Inferno está vazio?
Pergunta – Fiquei chocada quando li que o Papa Francisco tinha afirmado na TV italiana que achava, ou pelo menos desejava, que o inferno estivesse vazio. Fui falar com meu pároco, que se limitou a responder-me: “Se antes de conceber seu filho, você soubesse que ele passaria a eternidade no inferno, você ainda traria seu filho a este mundo?” Meio hesitante, eu disse que não. O padre me retrucou: “Se Deus deixa pessoas sofrendo eternamente no inferno, então Ele seria menos misericordioso que você”. Por minha vez, repeti-lhe que rezamos no Credo que Jesus virá, no fim do mundo, “julgar os vivos e os mortos”, mas que isso não teria sentido se algumas sentenças, pelo menos, não fossem de condenação. Confesso que fiquei perplexa.
Resposta – Argumentos de algibeira, que exploram os sentimentos em lugar de fazer um raciocínio frio, são os que levam pessoas românticas a adotar vários pontos de vista errados: que o Deus do Novo Testamento não é o mesmo que o do Antigo, ou que o inferno não é eterno, ou mesmo que o inferno é apenas a aniquilação da alma (como insinuou o Papa Francisco em outra ocasião). Outro ponto de vista bastante popular é a afirmação de que o inferno existe, mas está ou ficará vazio.
Como essa é a questão da atualidade, deixarei para outra ocasião o assunto mais fundamental: por que Deus, infinitamente bom, manda os pecadores impenitentes para o inferno?

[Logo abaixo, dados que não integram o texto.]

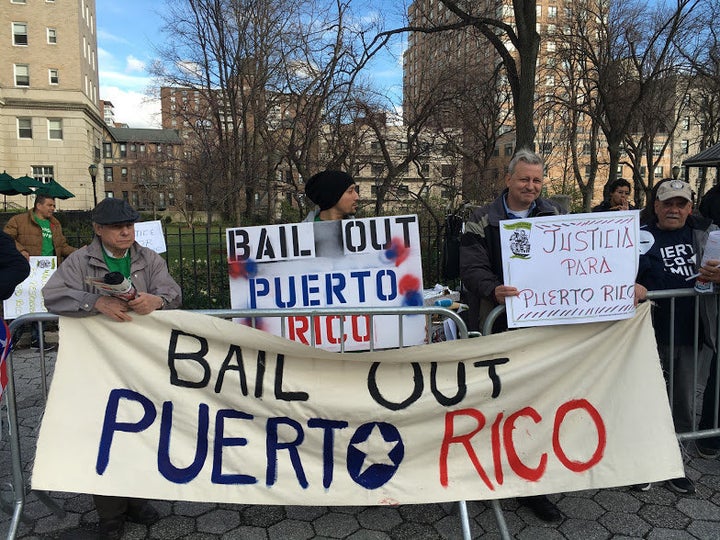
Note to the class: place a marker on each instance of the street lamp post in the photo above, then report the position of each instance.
(92, 169)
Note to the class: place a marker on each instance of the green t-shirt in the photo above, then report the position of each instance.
(47, 248)
(121, 265)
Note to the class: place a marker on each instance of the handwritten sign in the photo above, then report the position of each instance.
(372, 262)
(149, 234)
(27, 297)
(571, 268)
(209, 411)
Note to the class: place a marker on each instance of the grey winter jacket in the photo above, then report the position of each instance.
(66, 292)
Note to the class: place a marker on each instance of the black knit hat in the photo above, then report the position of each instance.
(325, 188)
(109, 211)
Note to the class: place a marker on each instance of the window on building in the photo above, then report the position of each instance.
(43, 173)
(25, 128)
(22, 75)
(55, 129)
(19, 33)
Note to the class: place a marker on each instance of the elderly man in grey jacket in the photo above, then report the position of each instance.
(67, 292)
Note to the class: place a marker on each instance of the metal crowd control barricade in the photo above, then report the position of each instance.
(18, 487)
(672, 295)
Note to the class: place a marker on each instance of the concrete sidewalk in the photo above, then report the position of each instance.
(598, 514)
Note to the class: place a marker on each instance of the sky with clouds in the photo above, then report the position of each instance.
(128, 33)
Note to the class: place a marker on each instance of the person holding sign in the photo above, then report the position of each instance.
(480, 253)
(672, 245)
(619, 197)
(38, 233)
(334, 193)
(70, 292)
(481, 260)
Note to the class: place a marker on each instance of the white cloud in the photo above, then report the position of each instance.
(133, 108)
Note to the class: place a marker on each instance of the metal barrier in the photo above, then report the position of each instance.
(672, 295)
(18, 486)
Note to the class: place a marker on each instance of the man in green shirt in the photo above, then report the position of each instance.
(38, 233)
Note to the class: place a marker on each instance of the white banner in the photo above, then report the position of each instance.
(202, 409)
(373, 262)
(27, 297)
(570, 268)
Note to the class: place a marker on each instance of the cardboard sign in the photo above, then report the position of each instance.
(150, 235)
(27, 297)
(374, 262)
(570, 269)
(203, 409)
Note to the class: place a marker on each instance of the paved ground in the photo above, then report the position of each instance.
(611, 513)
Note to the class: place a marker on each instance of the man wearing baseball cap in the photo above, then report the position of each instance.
(113, 249)
(672, 244)
(335, 194)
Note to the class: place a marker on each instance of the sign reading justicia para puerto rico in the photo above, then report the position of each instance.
(570, 268)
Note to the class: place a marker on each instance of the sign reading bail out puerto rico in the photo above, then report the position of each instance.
(355, 263)
(570, 268)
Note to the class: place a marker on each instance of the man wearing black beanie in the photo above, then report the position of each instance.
(335, 194)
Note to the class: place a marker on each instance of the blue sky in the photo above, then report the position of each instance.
(128, 32)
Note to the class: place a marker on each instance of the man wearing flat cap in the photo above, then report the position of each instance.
(672, 244)
(334, 193)
(66, 293)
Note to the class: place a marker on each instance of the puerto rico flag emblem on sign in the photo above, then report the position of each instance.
(5, 341)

Uma primeira questão a resolver é semântica, ou seja, o significado da palavra portuguesa “inferno”. Porque no Evangelho lemos que, antes da Ressurreição, Nosso Senhor desceu aos infernos. Ora, como o Catecismo da Igreja Católica explica: “A morada dos mortos, a que Cristo morto desceu, é chamada pela Escritura os infernos, Sheol [em língua judaica] ou Hades [em grego], porque aqueles que aí se encontravam estavam privados da visão de Deus. Tal era o caso de todos os mortos, maus ou justos, enquanto esperavam o Redentor, o que não quer dizer que a sua sorte fosse idêntica, como Jesus mostra na parábola do pobre Lázaro, recebido no ‘seio de Abraão’. [...] Jesus não desceu à mansão dos mortos para de lá libertar os condenados, nem para abolir o inferno da condenação, mas para libertar os justos que O tinham precedido” (Catecismo da Igreja Católica, 633).
Portanto, nesse primeiro sentido, a palavra portuguesa “inferno”, ou seu plural “infernos”, designa apenas o lugar dos mortos, tanto justos quanto injustos. Mas ela também significa, em outro sentido, o lugar aonde irão parar os injustos impenitentes, para o qual Nosso Senhor empregava outra palavra judaica. Diz mais adiante o Catecismo: “Jesus fala muitas vezes da ‘gehena’ do ‘fogo que não se apaga’, reservada aos que recusam, até ao fim da vida, acreditar e converter-se, e na qual podem perder-se, ao mesmo tempo, a alma e o corpo. Jesus anuncia, em termos muitos severos, que ‘enviará os seus anjos que tirarão do seu Reino […] todos os que praticaram a iniquidade, e hão de lançá-los na fornalha ardente’ (Mt 13, 41-42), e sobre eles pronunciará a sentença: ‘afastai-vos de Mim, malditos. Ide para o fogo eterno’ (Mt 25, 41)” (Catecismo da Igreja \Católica 1034).
Por toda a eternidade e não apenas em um período
O que acontecerá com os “infernos”, no primeiro sentido de Mansão dos Mortos? Serão jogados no outro “Inferno”, a fornalha ardente. O livro do Apocalipse diz, a respeito do Fim do Mundo: “A morte e o Hades deram os mortos que estavam neles, e fez-se juízo de cada um segundo as suas obras. Depois, a morte e o Hades foram lançados no tanque de fogo (o tanque de fogo é a segunda morte). E aquele que se não achou inscrito no livro da vida, foi lançado no tanque de fogo” (Ap 20, 13-15).
Então, a pergunta é se o “tanque de fogo” é eterno ou ficará vazio algum dia? Novamente, são as Escrituras que nos dão a resposta. O mesmo capítulo do Apocalipse diz:
“E o demônio, que os seduzia, foi metido no tanque de fogo e de enxofre, onde também a Besta e o falso profeta serão atormentados de dia e de noite pelos séculos dos séculos” (Ap 20, 10).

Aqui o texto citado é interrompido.